Bug 314

Summary:	visudo unused alias checking not working
Product:	Sudo	Reporter:	Dale King <daleking>
Component:	Visudo	Assignee:	Todd C. Miller <Todd.Miller>
Status:	RESOLVED FIXED
Severity:	normal
Priority:	low
Version:	1.7.0
Hardware:	PC
OS:	Linux
Attachments:	fix for check_aliases

Description Dale King 2008-11-17 23:42:06 MST

Hi,

On both linux and AIX systems, the visudo checks for unused aliases seem to be failing.

consider a simple sudoers file:

Host_Alias MYHOST = myhostname
myuser   MYHOST=(ALL) ALL

visudo will complain about an unused host alias MYHOST even though it is obviously used.

From what I can see from playing around with visudo.c, the type being compared in the checks is ALIAS (type 258) instead of HOSTALIAS (type 277).

I'm not sure of the best way to fix this.

Comment 1 Todd C. Miller 2008-11-18 08:09:20 MST

Sounds like I didn't update the alias checking in visudo to match other changes in the parser proper.  I'll take a look.
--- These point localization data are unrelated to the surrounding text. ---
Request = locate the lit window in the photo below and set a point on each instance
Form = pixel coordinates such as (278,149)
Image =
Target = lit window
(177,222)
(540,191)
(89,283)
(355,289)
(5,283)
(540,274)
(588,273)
Comment 2 Todd C. Miller 2008-11-18 10:53:22 MST

Created attachment 237 [details]
fix for check_aliases

This patch brings visudo back in line with the main parser.

Comment 3 Dale King 2008-11-18 23:14:19 MST

Hi,

The fix works on a simple sudoers file but segfaults or complains about references (on both linux and AIX) when there are aliases of different types with the same name:

Reproducible with a simple sudoers file:

---
User_Alias FRED = fred
User_Alias BOB = bob
Cmnd_Alias FRED = /bin/sh
Cmnd_Alias BOB = /bin/csh

BOB ALL=(root) BOB
FRED ALL=(root) FRED
---

This was allowable under older versions of visudo.

Comment 4 Todd C. Miller 2008-11-19 13:52:39 MST

That looks like a bug in the redblack delete code.  I'll let you know when I have debugged it.

Comment 5 Todd C. Miller 2008-11-22 13:27:28 MST

Please try the following: ftp://ftp.sudo.ws/pub/millert/sudo/sudo-1.7.0rc6.tar.gz

Comment 6 Dale King 2008-11-23 18:29:27 MST

Thanks Todd!  Working happily now.

I still have a minor issue with visudo and comments that I'll raise a separate bug for.